You'd think in something called Rock of Ages that Rolling Rock would be available, but no. People with different tastes were directed to a solitary Blue Moon stand elsewhere in the theatre. For all practical purposes, Coors had the concession, and, to keep that thought uppermost in your mind, six different Coors signs littered the set — a sad and seedy little Sunset Strip rock bar called The Bourbon Room, which designer Beowulf Boritt extends invitingly beyond the stage into the audience.
An enthusiastic salute to hard-driving '80s metal is not everybody's cup of Coors, of course. It was entirely possible on opening night to have two-and-a-half hours of songs from the vintage music-video era of the '80s wash over you without recognizing a note, while the person next to you is banging his head back and forth, mouthing the words. The theatre traditionalist is likely to feel he has entered the Twilight Zone. As one asided to me at the half-time — er, intermission — "Is this the end of the world?"
There seems to be some sort of storyline running along side, and in and out, of the golden oldies of Bon Jovi, Poison, Styx, Pat Benatar, Twisted Sister, Journey, Whitesnake, et al. Book writer Chris D'Arienzo has gone about his task as if he were doing an MTV Mamma Mia!, never interrupting the ebb and flow of replays for long.
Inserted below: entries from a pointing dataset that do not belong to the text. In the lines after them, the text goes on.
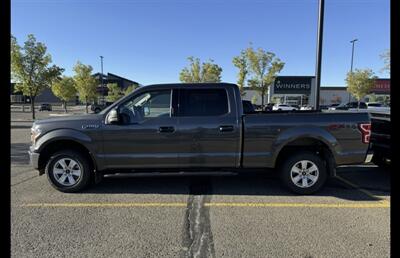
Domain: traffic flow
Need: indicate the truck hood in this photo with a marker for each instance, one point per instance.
(73, 122)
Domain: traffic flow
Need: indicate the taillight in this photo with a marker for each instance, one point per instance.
(365, 132)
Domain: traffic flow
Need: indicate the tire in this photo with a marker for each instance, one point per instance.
(314, 179)
(60, 179)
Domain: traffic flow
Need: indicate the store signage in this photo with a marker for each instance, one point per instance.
(381, 86)
(293, 85)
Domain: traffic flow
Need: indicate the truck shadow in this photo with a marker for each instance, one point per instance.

[flipbook] As plot would have it, the fabled Bourbon Room is marked for the wrecking ball to make way for a mall, and only a rock benefit can bail the club out. In terms of human development, there's a slight pass at a love story between two wannabe rockers from out of town — Sherrie, as in "Oh, Sherrie" (Amy Spanger), and Drew (ex-"American Idol" contender Constantine Maroulis) — disrupted momentarily by his brief stint in boy band-land and her fling at pole-dancing strip-teasing. Then, there's the other-man complication, Stacee Jaxx (James Carpinello), a sleazy rock icon.
That's all director Kristin Hanggi and choreographer Kelly Devine need to keep the joint jumpin' — and the evening comes to a crashing end just like a chaotic rock concert.
The opening night party was held a few yards east of the theatre at the Edison Ballroom, which has been underused this season as an after-party venue but proved perfect for this occasion because it provided a stage where rock-stars among the first-nighters could perform till dawn's early light if they had a mind to.
Night Ranger (Kelly Keagy, Brad Gillis and Jack Blade) charged the Edison stage first, followed by January Jane (with Maroulis) and, into the a.m., Evolution.
Jim Peterik, who wrote Journey's "The Search Is Over," arrived like a true rocker, with multicolored hair. Jamie & Beverly came via VH1's "Rock of Love Bus."
Others up for the '80s nostalgia were Mark Schoenfeld (who wrote Brooklyn for Broadway), Nikki Blonsky from the "Hairspray" flick, Patrick Wilson, chef Rocco DiSpirito, Pulitzer Prize-winning playwright David Lindsay-Abaire (apparently open to new tricks), Noah Emmerich (with his revved-up teenage niece), Michael Urie from "Ugly Betty," Justin Tranter of "Semi-Precious Weapons," producer-actress Tamara Tunie, Max von Essen (looking like Clark Kent in glasses) and Cry-Baby's Elizabeth Stanley (both back from a Xanadu tour) and John Bolton (bound for Goodspeed this summer to test the waters of Lucky Guy with Gary Beach).